A reasonable question but no. As I said, look at his other work, not the plaudits but the actual work. The plaudits given to early and mid '80s movies mostly reflect aging auteur culture stuff too, not what is actually working/popular. Boorman remains an auteur. Hope and Glory is almost entirely forgotten, for example, despite countless Oscar noms and the Emerald Forest (1985), also forgotten, is total auteur stuff.
 

I don't think it was possible to make a good D&D movie in the 80s, for a very simple reason: the people making the films at that time hadn't grown up playing D&D. In order to make a movie that is anything approaching "good" the film-maker needs to have a personal and emotional investment in the source material.
 

ART!

Deluxe Unhuman
Imagining a D&D movie c1980 that has an impact similar to 1982's Conan the Barbarian. Regardless of why you think that movie had the impact it did, it inspired or co-inspired a wave of '80s fantasy movies. The main effect I see is - assuming this D&D movie has one or more elves, dwarves, and whatever else - is more non-"human" characters in those '80s fantasy films. Maybe screen-worthy prosthetic ear technology takes a moderate step forward. ;)
 

I don't think it was possible to make a good D&D movie in the 80s, for a very simple reason: the people making the films at that time hadn't grown up playing D&D. In order to make a movie that is anything approaching "good" the film-maker needs to have a personal and emotional investment in the source material.

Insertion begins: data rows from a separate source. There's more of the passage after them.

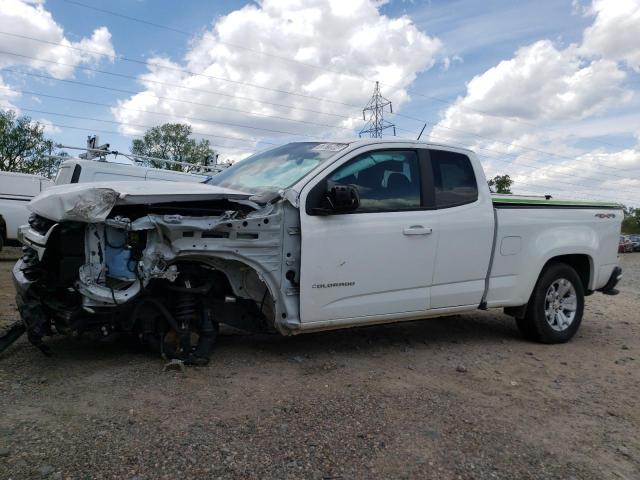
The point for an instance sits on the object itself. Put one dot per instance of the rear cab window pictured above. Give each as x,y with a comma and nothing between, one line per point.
454,180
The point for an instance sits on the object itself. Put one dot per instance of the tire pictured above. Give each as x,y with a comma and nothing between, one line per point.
554,312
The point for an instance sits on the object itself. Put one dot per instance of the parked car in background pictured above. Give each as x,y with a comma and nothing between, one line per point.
16,190
83,171
635,239
625,245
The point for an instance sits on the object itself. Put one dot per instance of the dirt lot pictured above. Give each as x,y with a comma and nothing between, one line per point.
460,397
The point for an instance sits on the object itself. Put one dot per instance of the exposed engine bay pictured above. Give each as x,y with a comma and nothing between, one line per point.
166,272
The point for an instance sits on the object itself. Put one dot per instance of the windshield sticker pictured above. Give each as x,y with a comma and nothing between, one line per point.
329,147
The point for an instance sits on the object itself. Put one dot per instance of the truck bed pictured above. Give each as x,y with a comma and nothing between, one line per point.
549,228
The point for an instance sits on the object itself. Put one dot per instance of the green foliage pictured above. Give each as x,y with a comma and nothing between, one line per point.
500,184
631,222
23,146
172,141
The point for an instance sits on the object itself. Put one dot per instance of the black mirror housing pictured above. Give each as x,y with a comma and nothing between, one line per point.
338,199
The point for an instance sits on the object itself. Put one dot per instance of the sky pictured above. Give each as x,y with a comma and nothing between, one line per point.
545,91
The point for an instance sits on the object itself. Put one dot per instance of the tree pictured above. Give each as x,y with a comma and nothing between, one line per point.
500,184
172,141
23,146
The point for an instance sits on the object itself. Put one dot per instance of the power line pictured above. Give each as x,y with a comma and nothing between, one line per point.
175,69
176,85
214,107
193,119
226,123
409,117
137,125
317,67
233,138
376,124
322,99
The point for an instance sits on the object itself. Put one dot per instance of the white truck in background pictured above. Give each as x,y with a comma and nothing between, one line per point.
305,237
17,189
83,171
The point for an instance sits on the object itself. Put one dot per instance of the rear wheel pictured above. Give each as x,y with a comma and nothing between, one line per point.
556,306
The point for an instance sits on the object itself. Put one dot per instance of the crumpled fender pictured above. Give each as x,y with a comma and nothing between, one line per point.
87,205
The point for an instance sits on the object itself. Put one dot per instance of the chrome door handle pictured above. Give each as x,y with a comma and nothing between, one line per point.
417,230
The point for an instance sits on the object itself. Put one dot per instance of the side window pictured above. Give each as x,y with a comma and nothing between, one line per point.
454,180
386,180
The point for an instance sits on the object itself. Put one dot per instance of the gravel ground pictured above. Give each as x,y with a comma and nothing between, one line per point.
455,398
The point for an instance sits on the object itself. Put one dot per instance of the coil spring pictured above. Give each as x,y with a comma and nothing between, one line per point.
186,309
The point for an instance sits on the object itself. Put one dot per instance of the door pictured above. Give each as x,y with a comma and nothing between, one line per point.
375,261
465,231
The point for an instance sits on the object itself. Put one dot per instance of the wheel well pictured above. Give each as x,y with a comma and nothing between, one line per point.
580,263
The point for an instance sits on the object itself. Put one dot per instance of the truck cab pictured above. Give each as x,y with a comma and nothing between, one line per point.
311,236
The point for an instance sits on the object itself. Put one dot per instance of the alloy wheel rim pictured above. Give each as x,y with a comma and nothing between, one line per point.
560,304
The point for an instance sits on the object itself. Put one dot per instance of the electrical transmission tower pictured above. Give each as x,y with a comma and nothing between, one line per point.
376,123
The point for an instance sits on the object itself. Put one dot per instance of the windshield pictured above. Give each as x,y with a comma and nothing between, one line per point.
277,168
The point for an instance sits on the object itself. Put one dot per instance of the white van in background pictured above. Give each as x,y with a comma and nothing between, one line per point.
16,190
83,171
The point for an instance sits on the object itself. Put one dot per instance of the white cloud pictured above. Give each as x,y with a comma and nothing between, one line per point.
524,114
540,84
29,18
340,36
7,94
615,33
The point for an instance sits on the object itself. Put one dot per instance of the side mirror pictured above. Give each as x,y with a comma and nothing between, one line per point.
339,199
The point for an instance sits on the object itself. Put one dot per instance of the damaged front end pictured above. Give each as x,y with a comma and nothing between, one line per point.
165,268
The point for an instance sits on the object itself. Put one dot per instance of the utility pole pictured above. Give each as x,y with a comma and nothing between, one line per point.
376,123
94,150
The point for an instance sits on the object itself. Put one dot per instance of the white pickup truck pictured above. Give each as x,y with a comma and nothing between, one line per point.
17,189
306,237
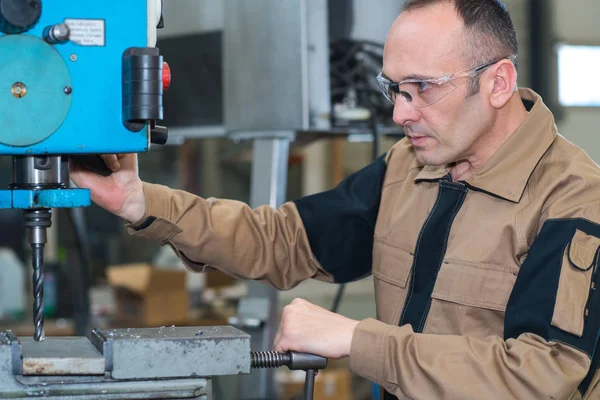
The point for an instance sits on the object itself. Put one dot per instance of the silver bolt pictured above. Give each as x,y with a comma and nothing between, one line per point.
18,90
61,32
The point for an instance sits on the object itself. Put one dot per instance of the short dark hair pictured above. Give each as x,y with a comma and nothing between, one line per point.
490,35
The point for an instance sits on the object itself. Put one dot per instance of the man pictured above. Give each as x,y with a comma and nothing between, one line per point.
481,228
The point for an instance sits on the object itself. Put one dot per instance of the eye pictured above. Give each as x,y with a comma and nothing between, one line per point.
423,86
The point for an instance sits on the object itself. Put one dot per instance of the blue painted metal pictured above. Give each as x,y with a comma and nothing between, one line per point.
44,107
53,198
94,122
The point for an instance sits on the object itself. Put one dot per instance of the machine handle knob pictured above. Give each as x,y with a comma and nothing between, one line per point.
159,134
18,16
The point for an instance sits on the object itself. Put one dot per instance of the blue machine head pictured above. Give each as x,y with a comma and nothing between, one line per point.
77,79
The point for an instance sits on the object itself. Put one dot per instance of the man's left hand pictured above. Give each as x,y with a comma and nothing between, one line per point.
308,328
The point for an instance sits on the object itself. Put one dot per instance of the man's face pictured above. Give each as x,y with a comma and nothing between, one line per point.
429,43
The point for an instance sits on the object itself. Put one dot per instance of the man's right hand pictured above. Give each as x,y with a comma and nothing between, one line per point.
120,193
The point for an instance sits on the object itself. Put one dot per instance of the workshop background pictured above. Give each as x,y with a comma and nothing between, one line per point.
318,71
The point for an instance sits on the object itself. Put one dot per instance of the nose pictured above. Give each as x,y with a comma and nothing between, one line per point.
404,113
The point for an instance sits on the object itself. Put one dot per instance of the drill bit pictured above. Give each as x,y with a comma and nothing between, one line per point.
37,221
38,291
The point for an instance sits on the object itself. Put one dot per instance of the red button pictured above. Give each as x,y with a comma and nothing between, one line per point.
166,76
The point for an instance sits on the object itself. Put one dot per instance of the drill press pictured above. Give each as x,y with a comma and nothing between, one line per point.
77,79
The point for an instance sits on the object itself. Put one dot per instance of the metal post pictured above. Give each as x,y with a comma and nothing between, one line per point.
268,187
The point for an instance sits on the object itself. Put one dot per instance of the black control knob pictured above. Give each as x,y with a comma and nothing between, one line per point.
159,134
18,16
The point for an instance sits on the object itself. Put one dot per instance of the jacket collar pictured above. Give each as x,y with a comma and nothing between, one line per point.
507,172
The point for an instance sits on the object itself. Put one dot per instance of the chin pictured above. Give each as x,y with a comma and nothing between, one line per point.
431,159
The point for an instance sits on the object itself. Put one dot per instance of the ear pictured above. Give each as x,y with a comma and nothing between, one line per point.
503,82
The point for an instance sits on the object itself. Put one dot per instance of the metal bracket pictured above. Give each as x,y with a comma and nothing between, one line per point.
50,198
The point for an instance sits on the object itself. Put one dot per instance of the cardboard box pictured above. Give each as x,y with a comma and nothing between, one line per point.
330,384
148,296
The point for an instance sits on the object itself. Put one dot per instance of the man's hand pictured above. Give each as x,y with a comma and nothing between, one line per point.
308,328
121,193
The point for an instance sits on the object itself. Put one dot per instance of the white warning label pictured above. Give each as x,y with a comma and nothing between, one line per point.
87,32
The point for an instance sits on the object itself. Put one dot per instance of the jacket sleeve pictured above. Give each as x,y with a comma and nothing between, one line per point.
552,325
327,236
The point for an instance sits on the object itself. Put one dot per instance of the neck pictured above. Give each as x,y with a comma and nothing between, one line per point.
505,124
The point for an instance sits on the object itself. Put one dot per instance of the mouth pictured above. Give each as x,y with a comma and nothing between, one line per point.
417,140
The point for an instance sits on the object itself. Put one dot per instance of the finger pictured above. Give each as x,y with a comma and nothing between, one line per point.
111,161
129,161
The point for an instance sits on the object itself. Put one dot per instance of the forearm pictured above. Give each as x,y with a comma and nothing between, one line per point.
263,244
421,366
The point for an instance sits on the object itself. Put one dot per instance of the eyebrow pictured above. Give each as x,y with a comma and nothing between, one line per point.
412,76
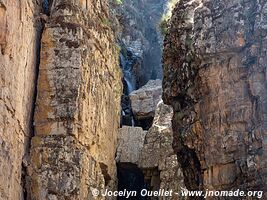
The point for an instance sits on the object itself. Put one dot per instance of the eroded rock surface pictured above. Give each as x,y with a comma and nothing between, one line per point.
19,36
158,160
215,79
130,144
144,100
78,104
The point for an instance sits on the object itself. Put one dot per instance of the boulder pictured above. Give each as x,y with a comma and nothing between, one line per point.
144,100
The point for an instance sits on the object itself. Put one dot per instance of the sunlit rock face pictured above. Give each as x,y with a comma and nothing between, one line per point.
78,104
19,32
215,79
130,144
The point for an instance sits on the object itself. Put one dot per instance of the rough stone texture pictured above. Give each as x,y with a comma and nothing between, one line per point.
18,50
78,104
157,156
144,100
140,37
215,79
130,144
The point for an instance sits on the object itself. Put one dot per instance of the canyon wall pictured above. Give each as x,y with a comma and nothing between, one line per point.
61,146
78,104
19,35
215,78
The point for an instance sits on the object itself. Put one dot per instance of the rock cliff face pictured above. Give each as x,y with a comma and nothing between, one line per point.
157,158
215,78
76,117
19,36
78,104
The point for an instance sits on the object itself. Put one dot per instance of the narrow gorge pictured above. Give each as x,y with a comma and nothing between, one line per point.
133,99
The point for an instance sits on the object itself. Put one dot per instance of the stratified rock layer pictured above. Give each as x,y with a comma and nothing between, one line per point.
78,104
144,100
130,144
215,78
19,36
157,159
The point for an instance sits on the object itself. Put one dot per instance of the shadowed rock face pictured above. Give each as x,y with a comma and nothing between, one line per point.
19,37
215,78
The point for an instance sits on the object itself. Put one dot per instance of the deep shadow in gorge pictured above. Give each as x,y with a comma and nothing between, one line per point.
131,178
140,61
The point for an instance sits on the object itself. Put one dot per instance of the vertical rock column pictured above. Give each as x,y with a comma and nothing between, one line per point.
78,104
19,32
215,78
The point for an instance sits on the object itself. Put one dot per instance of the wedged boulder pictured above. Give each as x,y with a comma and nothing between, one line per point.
157,159
130,143
144,100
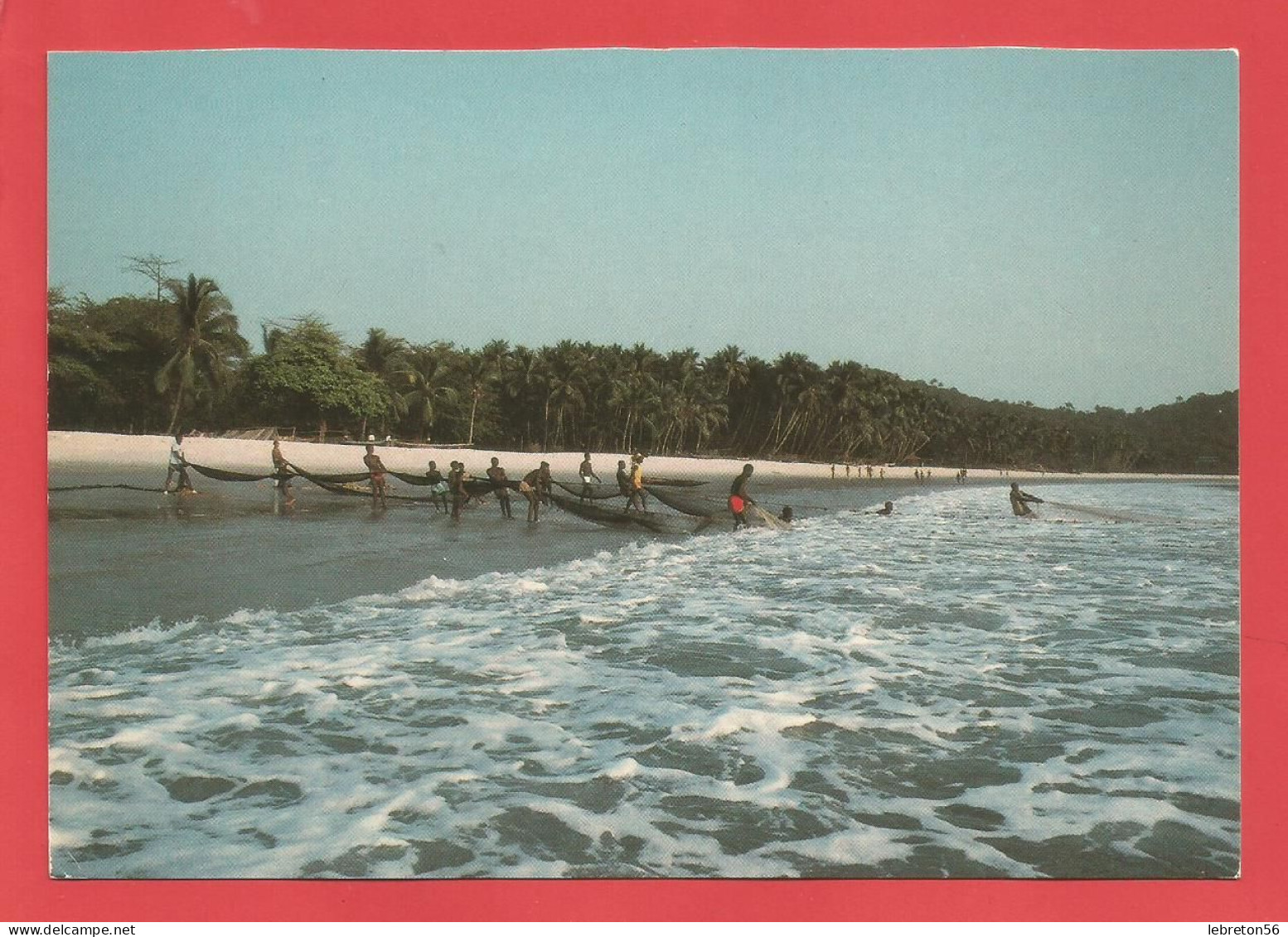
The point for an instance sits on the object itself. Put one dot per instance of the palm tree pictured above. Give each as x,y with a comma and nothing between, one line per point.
423,372
565,385
381,355
478,371
206,337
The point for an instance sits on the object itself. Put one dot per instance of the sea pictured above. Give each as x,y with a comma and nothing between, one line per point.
950,692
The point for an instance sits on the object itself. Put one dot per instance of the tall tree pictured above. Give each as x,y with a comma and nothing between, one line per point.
206,339
425,379
153,267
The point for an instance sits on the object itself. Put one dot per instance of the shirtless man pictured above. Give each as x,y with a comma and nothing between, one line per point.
178,465
378,476
531,490
588,472
738,499
635,492
437,487
496,474
1020,501
283,471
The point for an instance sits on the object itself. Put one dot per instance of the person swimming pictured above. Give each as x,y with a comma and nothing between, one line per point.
1020,501
738,497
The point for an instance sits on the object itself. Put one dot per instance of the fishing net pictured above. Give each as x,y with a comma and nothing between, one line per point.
227,476
88,488
695,506
595,492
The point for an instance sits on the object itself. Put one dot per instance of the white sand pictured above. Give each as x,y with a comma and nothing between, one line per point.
92,452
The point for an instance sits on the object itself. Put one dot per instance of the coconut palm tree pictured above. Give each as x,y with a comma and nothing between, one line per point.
205,340
424,376
479,371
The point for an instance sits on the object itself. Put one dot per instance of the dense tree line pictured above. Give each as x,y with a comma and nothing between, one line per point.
177,360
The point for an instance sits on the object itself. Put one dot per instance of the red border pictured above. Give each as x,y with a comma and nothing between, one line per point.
28,28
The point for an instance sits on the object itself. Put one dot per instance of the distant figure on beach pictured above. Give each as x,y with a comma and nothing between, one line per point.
283,471
378,476
456,481
496,474
531,490
588,472
178,465
738,499
635,493
437,487
1020,501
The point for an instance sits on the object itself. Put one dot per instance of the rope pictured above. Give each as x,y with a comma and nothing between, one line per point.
86,488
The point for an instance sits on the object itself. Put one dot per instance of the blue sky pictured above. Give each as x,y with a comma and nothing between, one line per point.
1020,225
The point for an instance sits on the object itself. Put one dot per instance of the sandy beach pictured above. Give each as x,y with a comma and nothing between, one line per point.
114,453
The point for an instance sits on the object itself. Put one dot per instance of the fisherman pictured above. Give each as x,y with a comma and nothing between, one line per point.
544,484
378,476
283,471
531,490
456,481
437,487
588,472
738,499
635,495
499,484
1020,501
178,465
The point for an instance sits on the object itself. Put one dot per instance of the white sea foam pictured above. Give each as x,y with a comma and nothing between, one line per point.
950,692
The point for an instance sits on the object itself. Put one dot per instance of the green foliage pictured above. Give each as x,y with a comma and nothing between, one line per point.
308,374
109,360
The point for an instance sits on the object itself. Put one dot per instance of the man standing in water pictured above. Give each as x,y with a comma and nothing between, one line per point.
437,487
738,499
588,472
623,478
456,481
531,490
1020,501
635,493
283,471
178,465
496,474
378,476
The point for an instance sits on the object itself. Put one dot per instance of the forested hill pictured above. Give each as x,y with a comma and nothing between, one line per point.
177,360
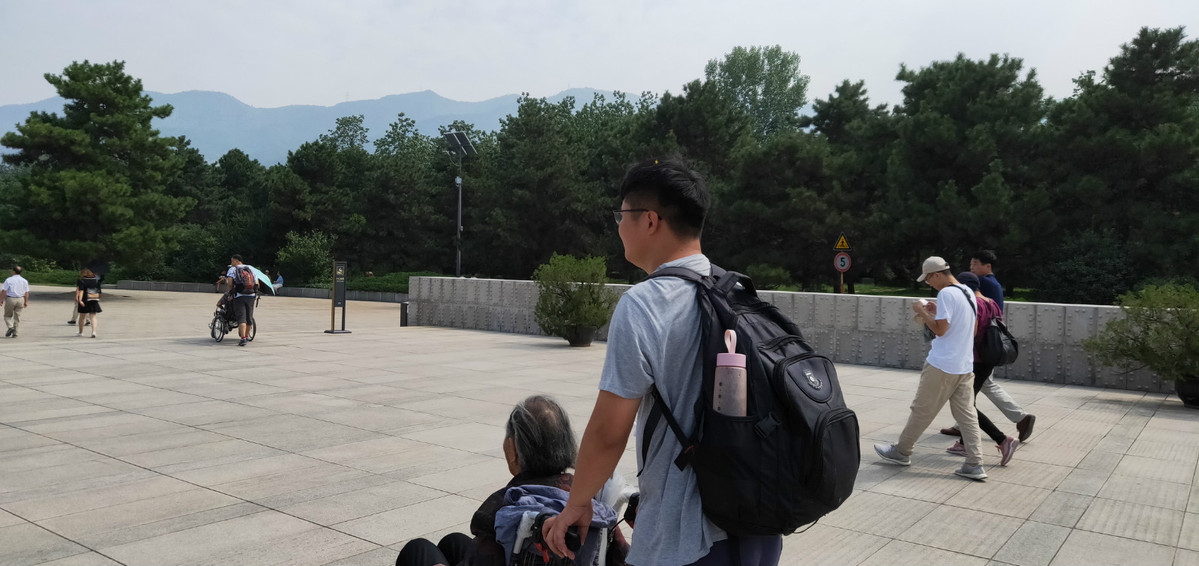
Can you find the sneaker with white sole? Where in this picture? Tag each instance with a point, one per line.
(890, 453)
(1007, 449)
(971, 471)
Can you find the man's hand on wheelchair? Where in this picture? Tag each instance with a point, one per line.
(554, 530)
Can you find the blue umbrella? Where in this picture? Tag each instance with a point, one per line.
(260, 276)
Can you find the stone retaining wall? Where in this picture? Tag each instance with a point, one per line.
(162, 285)
(850, 329)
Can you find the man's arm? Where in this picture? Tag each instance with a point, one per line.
(603, 444)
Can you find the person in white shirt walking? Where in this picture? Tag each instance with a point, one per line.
(949, 371)
(14, 294)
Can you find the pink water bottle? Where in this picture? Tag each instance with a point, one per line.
(729, 393)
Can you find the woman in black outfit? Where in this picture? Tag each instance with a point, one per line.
(88, 300)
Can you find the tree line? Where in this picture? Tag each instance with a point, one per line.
(1082, 198)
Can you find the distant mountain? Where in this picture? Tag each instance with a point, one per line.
(216, 122)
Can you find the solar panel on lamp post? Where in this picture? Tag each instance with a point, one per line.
(459, 146)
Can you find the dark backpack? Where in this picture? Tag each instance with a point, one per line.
(795, 456)
(998, 347)
(243, 281)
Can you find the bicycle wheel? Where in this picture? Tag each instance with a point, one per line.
(217, 326)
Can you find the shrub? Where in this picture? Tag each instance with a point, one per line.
(766, 276)
(1160, 331)
(572, 295)
(306, 258)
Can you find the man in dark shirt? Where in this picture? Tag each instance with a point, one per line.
(981, 264)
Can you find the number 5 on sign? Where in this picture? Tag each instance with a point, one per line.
(842, 262)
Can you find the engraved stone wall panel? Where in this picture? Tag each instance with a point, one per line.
(1022, 320)
(825, 311)
(869, 313)
(1079, 324)
(895, 314)
(1050, 324)
(847, 311)
(803, 313)
(1077, 369)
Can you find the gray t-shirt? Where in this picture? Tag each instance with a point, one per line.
(654, 338)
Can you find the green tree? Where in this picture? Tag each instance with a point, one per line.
(766, 84)
(97, 173)
(1126, 155)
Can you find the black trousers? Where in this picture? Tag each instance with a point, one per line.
(982, 372)
(450, 552)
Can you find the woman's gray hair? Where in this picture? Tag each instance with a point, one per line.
(541, 433)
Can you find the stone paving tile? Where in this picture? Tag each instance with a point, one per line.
(963, 530)
(1062, 509)
(1146, 492)
(1084, 548)
(28, 545)
(1006, 499)
(830, 546)
(260, 539)
(877, 513)
(899, 553)
(422, 519)
(361, 503)
(1032, 545)
(1155, 469)
(1132, 521)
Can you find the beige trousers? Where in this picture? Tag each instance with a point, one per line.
(12, 308)
(934, 390)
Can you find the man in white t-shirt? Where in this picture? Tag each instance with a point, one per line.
(949, 371)
(14, 296)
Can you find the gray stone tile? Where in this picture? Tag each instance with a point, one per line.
(899, 553)
(1132, 521)
(1032, 545)
(962, 530)
(1007, 499)
(837, 546)
(28, 545)
(1146, 492)
(1061, 509)
(877, 513)
(414, 521)
(1084, 548)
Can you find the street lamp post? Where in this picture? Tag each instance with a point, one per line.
(459, 148)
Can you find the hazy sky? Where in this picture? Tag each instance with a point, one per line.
(271, 53)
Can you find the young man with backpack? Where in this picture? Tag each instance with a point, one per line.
(949, 371)
(242, 285)
(654, 341)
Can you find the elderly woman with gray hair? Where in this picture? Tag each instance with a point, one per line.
(538, 446)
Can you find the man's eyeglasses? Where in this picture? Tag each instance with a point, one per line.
(620, 214)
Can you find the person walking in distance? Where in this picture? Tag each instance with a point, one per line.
(987, 311)
(88, 300)
(982, 265)
(14, 296)
(947, 374)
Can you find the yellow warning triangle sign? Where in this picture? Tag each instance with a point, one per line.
(842, 244)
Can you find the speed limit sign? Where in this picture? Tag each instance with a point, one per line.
(842, 262)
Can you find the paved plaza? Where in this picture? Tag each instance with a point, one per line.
(152, 445)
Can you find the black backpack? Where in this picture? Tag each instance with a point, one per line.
(998, 347)
(795, 456)
(243, 282)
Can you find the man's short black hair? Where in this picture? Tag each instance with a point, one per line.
(986, 257)
(672, 190)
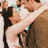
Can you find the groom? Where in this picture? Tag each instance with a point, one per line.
(38, 31)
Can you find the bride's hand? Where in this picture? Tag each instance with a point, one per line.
(46, 6)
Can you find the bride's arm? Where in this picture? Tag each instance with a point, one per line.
(19, 27)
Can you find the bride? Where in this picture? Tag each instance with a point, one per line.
(14, 26)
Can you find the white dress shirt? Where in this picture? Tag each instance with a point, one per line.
(1, 31)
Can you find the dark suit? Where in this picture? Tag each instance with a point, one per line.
(38, 32)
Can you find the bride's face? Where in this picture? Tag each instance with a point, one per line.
(16, 16)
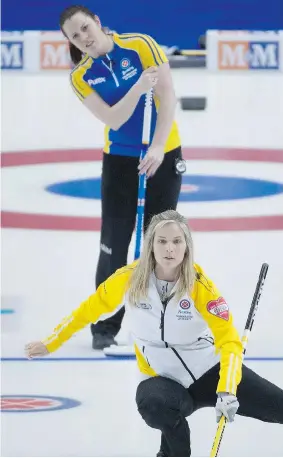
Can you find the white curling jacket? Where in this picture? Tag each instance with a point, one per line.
(179, 339)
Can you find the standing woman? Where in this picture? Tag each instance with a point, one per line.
(112, 74)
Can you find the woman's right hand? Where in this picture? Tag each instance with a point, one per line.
(148, 79)
(35, 350)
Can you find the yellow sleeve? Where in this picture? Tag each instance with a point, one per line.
(215, 311)
(81, 88)
(105, 302)
(150, 53)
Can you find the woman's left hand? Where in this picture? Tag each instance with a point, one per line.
(152, 160)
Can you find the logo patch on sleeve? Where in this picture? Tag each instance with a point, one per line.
(219, 308)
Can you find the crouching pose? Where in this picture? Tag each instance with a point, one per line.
(188, 351)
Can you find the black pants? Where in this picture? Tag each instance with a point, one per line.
(119, 207)
(164, 404)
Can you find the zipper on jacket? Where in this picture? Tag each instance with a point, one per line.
(184, 364)
(145, 355)
(164, 303)
(111, 70)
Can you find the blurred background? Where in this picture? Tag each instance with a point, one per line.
(227, 61)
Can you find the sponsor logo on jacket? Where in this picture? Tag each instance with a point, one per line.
(219, 308)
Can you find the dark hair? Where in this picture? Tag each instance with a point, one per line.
(75, 53)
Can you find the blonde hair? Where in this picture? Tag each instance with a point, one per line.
(139, 280)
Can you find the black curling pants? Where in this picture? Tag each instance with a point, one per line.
(119, 190)
(164, 404)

This is a very interesting point.

I think there's a bit more to it than that, and that you don't have to grow up with something to be invested in it, many directors care deeply about scripts new to them, for example. But I do think it is unlikely that Boorman would have been deeply emotionally involved in any D&D movie which actually, er, resembled D&D in any form.

Imagining a D&D movie c1980 that has an impact similar to 1982's Conan the Barbarian. Regardless of why you think that movie had the impact it did, it inspired or co-inspired a wave of '80s fantasy movies. The main effect I see is - assuming this D&D movie has one or more elves, dwarves, and whatever else - is more non-"human" characters in those '80s fantasy films. Maybe screen-worthy prosthetic ear technology takes a moderate step forward. ;)

The D&D movie would be one of those movies, though, it couldn't really have had the impact Conan did because of that. The main effort to get it made was in 1984, and if it came out in, say, 1985, it would have been up against Back to the Future, The Goonies, Breakfast Club, Rambo 2, Rocky IV, Weird Science, Fright Night, Commando, Mad Max 2 and so on (wow 1985 pretty classic year huh?). Look at these movies and compare them to what Boorman actually came out with in 1985 - The Emerald Forest - he's clearly got slightly more action-oriented, but it's more like a dubious late-70s movie than anything from that era.

One thing we can be pretty sure of though - he'd probably have also cast his son in the lead of the D&D movie, like he did with The Emerald Forest (his son is actually in many of his movies, just not as a lead) - he certainly looks like he could play Elf/Half-Elf.

With a different director and writer, and maybe coming out slightly later, I could see a D&D movie having an actual impact, so long as it was very much part of that '80s wave of movies - somewhat self-aware, audience-aware, charming/witty and so on, not the self-serious movies of the earlier era that Boorman is part of.
 

Sean Connery, Patrick Stewart and Burt Reynolds enter a dungeon.

Sean Connery is dressed as a Spanish Egyptian with a katana, even though that movie hasn’t been made yet.

Patrick Stewart eloquently delivers Shakespeare while carving his way though hillbillies from Georgia.

Suddenly, Helen Mirren appears. She is dressed as a dragon.

Wagner plays ominously. A giant head, piloted by Liam Neeson and Gabriel Byrne arrives.

Burt Reynolds quickly summons his bards, who break out their banjos.

The heroes are victorious. Fortuna imperatrix mundi plays triumphantly.